Pernyataan tersebut disampaikan Samuel saat diwawancarai di salah satu kafe di Nabire, Jumat (26/6/2026).
Samuel mengatakan, pihaknya telah melakukan pengecekan terhadap SK resmi kepengurusan DPC BMP-RI Kabupaten Dogiyai. Hasilnya, nama-nama yang disebutkan dalam video tersebut tidak tercantum dalam dokumen resmi organisasi.
Menurutnya, informasi yang beredar telah menimbulkan asumsi negatif di tengah masyarakat dan berpotensi mencemarkan nama baik organisasi BMP-RI Papua Tengah.
“Kami sudah melakukan pengecekan terhadap SK resmi DPC BMP-RI Dogiyai, dan nama-nama yang disebutkan dalam video itu tidak ada dalam dokumen kepengurusan,” ujar Samuel.
Atas dasar itu, DPD BMP-RI Papua Tengah meminta pihak yang membuat maupun menyebarkan video tersebut agar segera memberikan klarifikasi dan menyampaikan permohonan maaf secara terbuka kepada publik.
Samuel menegaskan, apabila permintaan tersebut tidak diindahkan, pihaknya akan mengambil langkah hukum dengan melaporkan pihak terkait atas dugaan pencemaran nama baik organisasi.
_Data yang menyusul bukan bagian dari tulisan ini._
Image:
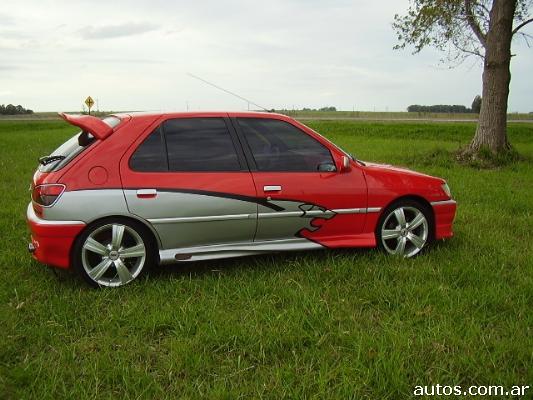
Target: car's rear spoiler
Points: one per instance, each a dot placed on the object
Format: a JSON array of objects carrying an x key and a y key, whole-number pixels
[{"x": 95, "y": 126}]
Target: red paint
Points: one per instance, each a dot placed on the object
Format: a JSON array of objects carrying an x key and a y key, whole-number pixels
[
  {"x": 98, "y": 175},
  {"x": 146, "y": 195},
  {"x": 88, "y": 123},
  {"x": 444, "y": 216},
  {"x": 53, "y": 242}
]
Ia menambahkan, BMP-RI merupakan organisasi yang bergerak di bidang sosial dan seluruh aktivitasnya dilaksanakan sesuai tujuan organisasi.
“Organisasi ini hanya merujuk pada kegiatan sosial,” tegas Samuel Sauwyar.
DPD BMP-RI Papua Tengah berharap persoalan tersebut dapat diselesaikan dengan baik melalui klarifikasi sehingga tidak menimbulkan kesalahpahaman yang semakin luas di masyarakat.